When any rule is (re)ran, do to being invalidated (in the above issue, due to documentDidChange notifications from typing), we track in our shake setup which shake session rule and rule results belong to. The step bookkeeping is an implementation detail of our shake setup to track whether keys are dirty.

What went wrong here is that a rule result being put in the database for a rule build demand, can interleave with the step incrementing done on shake restarts. This has the consequence that a shake rule may write it's result under a new step value, or leave a now outdated result.

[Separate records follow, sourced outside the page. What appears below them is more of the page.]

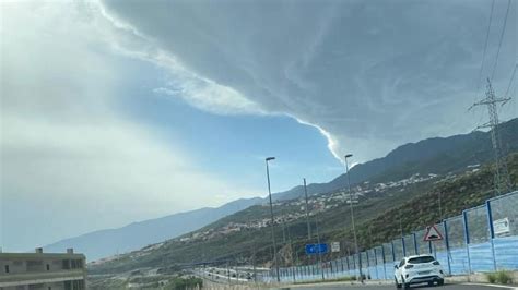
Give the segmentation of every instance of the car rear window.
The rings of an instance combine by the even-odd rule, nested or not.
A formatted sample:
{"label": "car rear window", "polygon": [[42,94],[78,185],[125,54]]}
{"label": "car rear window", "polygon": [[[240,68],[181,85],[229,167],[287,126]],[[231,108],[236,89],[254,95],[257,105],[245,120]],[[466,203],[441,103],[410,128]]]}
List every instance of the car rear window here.
{"label": "car rear window", "polygon": [[422,264],[422,263],[431,263],[434,262],[435,258],[433,256],[423,256],[423,257],[413,257],[409,259],[410,264]]}

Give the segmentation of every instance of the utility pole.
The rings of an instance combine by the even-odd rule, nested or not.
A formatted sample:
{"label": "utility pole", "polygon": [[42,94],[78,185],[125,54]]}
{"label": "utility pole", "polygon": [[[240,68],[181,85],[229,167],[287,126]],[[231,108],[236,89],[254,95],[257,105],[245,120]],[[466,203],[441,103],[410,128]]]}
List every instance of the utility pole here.
{"label": "utility pole", "polygon": [[326,280],[326,277],[323,276],[322,254],[320,251],[321,249],[320,249],[320,232],[318,231],[318,214],[315,214],[315,226],[317,228],[318,259],[320,263],[320,271],[322,273],[322,280]]}
{"label": "utility pole", "polygon": [[267,180],[268,180],[268,196],[270,197],[270,215],[271,215],[271,230],[272,230],[272,245],[273,245],[273,264],[275,264],[275,273],[276,273],[276,281],[281,282],[281,276],[279,273],[279,259],[278,259],[278,254],[276,254],[276,244],[275,244],[275,222],[273,218],[273,203],[272,203],[272,191],[270,189],[270,169],[268,167],[268,161],[274,160],[275,157],[267,157],[264,159],[267,164]]}
{"label": "utility pole", "polygon": [[490,121],[483,125],[478,126],[476,129],[488,128],[491,131],[491,143],[493,145],[493,154],[495,158],[495,173],[494,173],[494,195],[503,194],[510,191],[510,179],[509,172],[507,171],[507,162],[505,159],[505,155],[502,148],[502,141],[498,132],[498,110],[496,105],[502,102],[504,106],[510,98],[497,98],[495,96],[495,92],[493,90],[493,86],[491,85],[491,80],[487,77],[487,86],[485,90],[485,98],[482,100],[476,101],[470,107],[470,110],[475,106],[487,106],[487,110],[490,113]]}
{"label": "utility pole", "polygon": [[307,223],[307,240],[311,240],[311,226],[309,226],[309,202],[307,198],[307,188],[306,188],[306,179],[304,178],[304,195],[306,196],[306,223]]}
{"label": "utility pole", "polygon": [[351,172],[349,171],[348,158],[353,157],[352,154],[345,155],[345,172],[348,173],[348,189],[349,189],[349,205],[351,206],[351,223],[353,226],[353,237],[354,237],[354,247],[356,254],[358,255],[358,269],[360,269],[360,281],[363,283],[363,274],[362,274],[362,253],[360,253],[358,241],[356,238],[356,226],[354,225],[354,210],[353,210],[353,193],[351,192]]}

For a single rule R, the following can occur:
    step 1   build A starts rule R, reading its inputs at step 1
    step 2   a restart bumps the step to 2 and marks R dirty
     ...     A finally finishes and, unguarded, writes Clean@2,
               a stale result, but its timestamp claims it is fresh

This PR adds a guard against that by checking that the step value is that same as when the rule started, implying no restart occurred. If one did, we should not overwrite it with the old result, as a new build may have raced and written a new one.

I added the (in the previous setup) flaky test, and reran it multiple times.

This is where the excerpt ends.